Hacker Newsnew | past | comments | ask | show | jobs | submitlogin
Open table formats are inevitable for analytical datasets (ensembleanalytics.io)
60 points by benjaminwootton on Jan 18, 2024 | hide | past | favorite | 58 comments


The one and a half downsides not mentioned here:

1: Separating storage and compute tends to result in relatively high startup latency (Databricks, here's looking at you!) when you have to provision new compute. For a massive batch job, waiting 10 minutes for a cluster to come up is fine, but a lot of orgs don't realize the cost implications and end up with tiny developer/analyst clusters, or aggressively spin inactive clusters down, which results in long wait times. Analyst/developer ergonomics have not traditionally been a major concern in the big data space.

1.5: Dealing with multiple files instead of a data warehouse SQL interface requires work, and can introduce interesting performance issues. Obviously you can put a SQL interface in front of the data, but most RDBMS / Data Warehouses have a lot of functionality around maintaining your data that you may not get with the native file format, so you get soft-locked into the metadata format that comes from your data lake file format. It's all open, so this is only a half issue, but there are switching costs.


(I do some training for Databricks) 1. Yeah, cluster startup time can be not fun. Here are some solutions: - pools (keeps instances around so you don't have to wait for the cloud to provision them - serverless SQL warehouses (viable if you're doing only SQL) - one job with multiple tasks that share the same job cluster. Delta Live Tables does a similar thing but with streaming autoscaling - streaming: cluster never needs to go down. Can share multiple streams on the same cluster so they load balance each other


How do you keep the pool costs manageable?

I see a lot of companies that get sold on Databricks and then are surprised by the cost.


Pool costs become more manageable as you have more clusters sharing the same pool. You can also have it have no incremental cost increase by setting the timeout to be 0, but it makes it less useful. You can have more clusters take advantage of it by using the same instance families. If you purchase reserved instances from Azure/AWS, you might as well make a pool with those as well. You may also want to check out fleet instance types.


> The one and a half downsides not mentioned here:

Make that 2.5. If you are building new analytic products the most significant issue is that 90% of the information in data lakes is already there and not in an open format like Iceberg. Instead, it's heaps of CSV and Parquet files, maybe in Hive format but maybe just named in some unique way. If your query engine can't read these it's like being all dressed up with no place to go.


CSV and Parquet are open file formats.

They're not good structured table formats, but they are open compared to the binary storage you get with Oracle or Snowflake.
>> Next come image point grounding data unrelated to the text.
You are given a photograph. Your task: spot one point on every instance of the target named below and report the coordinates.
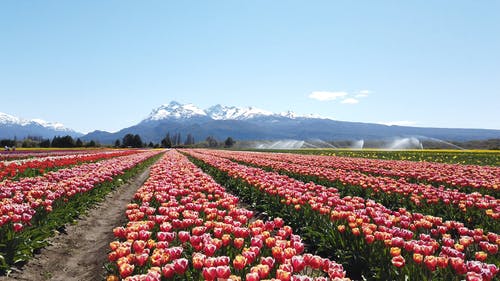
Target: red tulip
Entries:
(398, 261)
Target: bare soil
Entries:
(80, 252)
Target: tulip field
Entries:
(237, 215)
(391, 227)
(40, 193)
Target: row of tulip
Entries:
(184, 226)
(422, 246)
(450, 203)
(39, 165)
(31, 208)
(479, 178)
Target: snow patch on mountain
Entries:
(7, 119)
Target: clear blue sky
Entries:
(106, 64)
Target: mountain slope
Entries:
(249, 123)
(14, 127)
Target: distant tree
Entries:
(45, 143)
(211, 141)
(78, 143)
(229, 142)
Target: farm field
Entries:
(235, 215)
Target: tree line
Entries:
(129, 140)
(57, 141)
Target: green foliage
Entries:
(130, 140)
(16, 248)
(229, 142)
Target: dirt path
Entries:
(81, 252)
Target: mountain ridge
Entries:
(250, 123)
(15, 127)
(240, 123)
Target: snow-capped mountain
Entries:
(250, 123)
(12, 126)
(175, 110)
(222, 112)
The vast majority of analytics needs do not warrant a cluster.

There are many other competitive query engines that do not suffer from the startup latency.


100% agree! Most analytics are done in excel, most analytics should be done in a SQLite or DuckDB database!
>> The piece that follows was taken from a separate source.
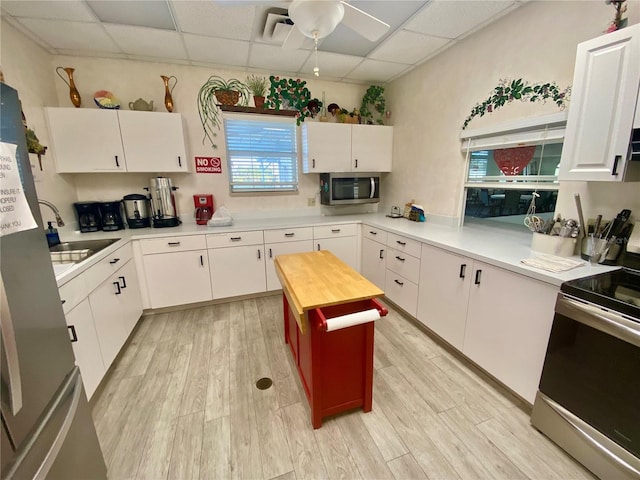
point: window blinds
(262, 153)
I don't see any mention of sqlite. Is a sqlite file not the same thing they're talking about here? Pretty sure it has a spec and hasn't changed formats in many years so if you wanted to read it out in something that isn't sqlite, I imagine it wouldn't be too hard.


This is more about arranging files in cloud storage than about the engine used to query them.

You could store your data in a SQLite database, but that's not really interoperable in the way a bunch of Parquet files are. Source: tried it.


Here's one more problem not mentioned by others: SQLite has some functions that it declares but doesn't define. For example, regexp(). So, if your table is defined as having a constraint with regexp()... well, sucks to be you: it might depend on what regexp() implementation you load whether that constraint can be applied or not.

I know this because I needed this functionality in Ada code, which links statically with SQLite, and I didn't want to also link with PCRE library just to get regexp(), especially since GNATCOLL already, sort of has regexp... except it doesn't have the "fancy" features, s.a. lookaheads / lookbehinds / Unicode support etc.

So, a table that uses regexp() in its constraint definition isn't portable. But, if you only use the table data without the schema you lose a lot of valuable information...

----

Also, come to think about it: unlike server-client databases (eg. MySQL, PostgreSQL etc) SQLite doesn't have a wire-transfer format. Its interface returns values in the way C language understands them. The on-disk binary format isn't at all designed for transfer because it's optimized for access efficiency. This, beside other things, results in SQLite database file typically having tons of empty space, it doesn't use efficient (compressed) value representation etc.

So, trying to use SQLite format for transferring data isn't going to be a good arrangement. It's going to be wasteful and slow.


The main disadvantage of sqlite compared to these other formats is that sqlite is designed for single machine processing. This can be problematic for huge datasets or complex queries.

These other formats easily support using clusters to process your data.


A sqlite file is no more single machine processing than a parquet file.


If there are no writers it doesn't matter how many readers there are.


I agree that sqlite has a number of similar benefits - openness, table abstractions and concurrent transactions. It’s also a library so close to how delta, iceberg and hudi are implemented.

I’m glad it’s had an uptick in interest recently but I haven’t yet seen it mentioned for analytics yet.

I assume it’s row rather than column oriented?


Yes, SQLite is row oriented. It's not a very space efficient format because it also doesn't support compression or compact representations of numbers in binary.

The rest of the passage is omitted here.